Everybody knows that the price of motoring fuel is too expensive. Often, this is blamed on the taxman: at nearly 60 per cent of the cost of fuel, it is a toxic tax that affects the price of everything. Of course, we should recognise that fuel duty is 13p cheaper in tax terms thanks to actions by the Chancellor, but fuel duty needs to be a top priority for tax cuts as soon as financial conditions allow.

But the desire to see lower fuel taxation often means that the wider debate on the price of fuel is overshadowed. This changed in May this year when it was announced that the European Union had raided the offices of several oil giants to look into allegations of price fixing.

Many have long suspected that there may be some manipulation of oil prices. Even with the fuel duty freeze, the price of fuel continued to rocket upwards. Of course the global price of oil continues to play a significant role, but it is often forgotten that when the global oil price goes up, the price of fuel rockets up. Surprise, surprise, however, that when global oil prices go down, oil companies are slow to pass these savings on to the consumer.

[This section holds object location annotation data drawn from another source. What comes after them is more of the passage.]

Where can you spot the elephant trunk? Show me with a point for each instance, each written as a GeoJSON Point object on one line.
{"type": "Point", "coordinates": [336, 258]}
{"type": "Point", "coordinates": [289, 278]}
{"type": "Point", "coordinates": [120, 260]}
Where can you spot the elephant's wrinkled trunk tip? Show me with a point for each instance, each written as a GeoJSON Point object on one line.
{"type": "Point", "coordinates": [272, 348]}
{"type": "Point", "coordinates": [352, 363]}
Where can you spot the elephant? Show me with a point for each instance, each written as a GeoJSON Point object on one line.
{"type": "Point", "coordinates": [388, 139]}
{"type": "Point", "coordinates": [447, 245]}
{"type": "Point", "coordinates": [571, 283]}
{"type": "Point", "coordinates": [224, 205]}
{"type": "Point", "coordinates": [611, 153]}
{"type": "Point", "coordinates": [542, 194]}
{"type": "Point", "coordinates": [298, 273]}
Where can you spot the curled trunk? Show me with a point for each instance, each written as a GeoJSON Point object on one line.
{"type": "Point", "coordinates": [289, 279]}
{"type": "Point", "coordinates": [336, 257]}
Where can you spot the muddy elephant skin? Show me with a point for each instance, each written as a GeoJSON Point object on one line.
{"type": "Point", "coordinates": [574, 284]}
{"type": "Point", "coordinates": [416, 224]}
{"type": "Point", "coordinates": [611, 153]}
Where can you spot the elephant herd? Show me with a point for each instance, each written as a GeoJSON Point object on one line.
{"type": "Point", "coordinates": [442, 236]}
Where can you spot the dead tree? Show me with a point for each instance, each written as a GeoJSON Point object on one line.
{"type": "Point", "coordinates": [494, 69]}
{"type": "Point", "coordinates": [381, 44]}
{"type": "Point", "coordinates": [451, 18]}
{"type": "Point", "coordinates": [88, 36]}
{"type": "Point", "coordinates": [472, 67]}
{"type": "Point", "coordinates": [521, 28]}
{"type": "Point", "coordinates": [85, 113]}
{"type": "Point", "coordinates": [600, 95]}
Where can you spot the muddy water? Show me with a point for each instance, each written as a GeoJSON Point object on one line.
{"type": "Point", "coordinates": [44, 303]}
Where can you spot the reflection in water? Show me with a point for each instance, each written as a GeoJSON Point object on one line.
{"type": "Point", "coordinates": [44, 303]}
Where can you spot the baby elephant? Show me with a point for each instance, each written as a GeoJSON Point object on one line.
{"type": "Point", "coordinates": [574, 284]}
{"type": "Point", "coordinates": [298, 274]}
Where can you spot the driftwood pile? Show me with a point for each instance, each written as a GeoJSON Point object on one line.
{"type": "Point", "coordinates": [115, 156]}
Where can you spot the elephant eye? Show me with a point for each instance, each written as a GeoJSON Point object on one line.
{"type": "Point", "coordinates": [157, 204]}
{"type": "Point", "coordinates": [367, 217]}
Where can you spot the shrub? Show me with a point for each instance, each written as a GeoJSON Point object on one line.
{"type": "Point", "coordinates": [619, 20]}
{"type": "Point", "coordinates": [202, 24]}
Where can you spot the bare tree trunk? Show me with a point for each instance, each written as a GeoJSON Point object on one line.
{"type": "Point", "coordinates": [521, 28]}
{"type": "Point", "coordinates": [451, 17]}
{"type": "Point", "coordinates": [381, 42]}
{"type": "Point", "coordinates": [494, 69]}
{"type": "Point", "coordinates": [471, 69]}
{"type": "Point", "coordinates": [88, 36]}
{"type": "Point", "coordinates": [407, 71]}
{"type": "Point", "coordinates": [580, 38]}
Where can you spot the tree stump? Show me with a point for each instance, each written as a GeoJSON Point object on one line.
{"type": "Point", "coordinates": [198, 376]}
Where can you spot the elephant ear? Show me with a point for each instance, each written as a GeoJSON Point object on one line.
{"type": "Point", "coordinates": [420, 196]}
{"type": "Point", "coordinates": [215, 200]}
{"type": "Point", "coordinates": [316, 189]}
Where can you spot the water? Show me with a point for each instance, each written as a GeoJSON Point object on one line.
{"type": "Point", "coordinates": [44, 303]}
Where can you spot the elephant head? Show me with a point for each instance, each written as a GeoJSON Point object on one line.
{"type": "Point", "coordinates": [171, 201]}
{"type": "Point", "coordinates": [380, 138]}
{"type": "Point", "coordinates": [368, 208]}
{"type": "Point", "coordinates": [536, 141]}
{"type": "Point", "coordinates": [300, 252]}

And this is just a drop of oil in a very murky ocean. I have even been contacted by whistleblowers with disturbing stories of oil price manipulation.

That is why I joined up with Fairfuel UK to press the OFT to investigate allegations of oil price manipulation last year. Along with other MPs, I called for an inquiry in the House of Commons and received cross-party support.

The OFT held a short inquiry on whether to have a full inquiry, and decided there was no charge to answer, saying that the markets were working normally. Needless to say, the public were not convinced. And it has been left to the EU, and the United States, to investigate allegations of price-fixing.

So what can we do about it? On Monday morning at 9am, I am joining up with Fairfuel UK, alongside other MPs and consumer groups, to present the Fairfuel UK petition that has the signatures of over 30,000 British motorists. The petition demands a proper UK-led inquiry lasting 18 months into the great oil company rip-off. It is time that the OFT acted on the unanimous will of Parliament, and mounting public anger, to carry out the full inquiry that motorists and others deserve.

The price of fuel is not just one of economics, but also one of social justice. The cost of fuel hits the poorest twice as hard as the richest. The average Briton spends 10 per cent of their disposable income on fuel each month, but it has been estimated that the poorest 800,000 spend 27 per cent of their disposable income on fuel. But cars are essential to our society – 71 per cent of us still drive to work – and evidence shows that those who cannot travel to work stay unemployed longer.

Robert Halfon is Conservative MP for Harlow.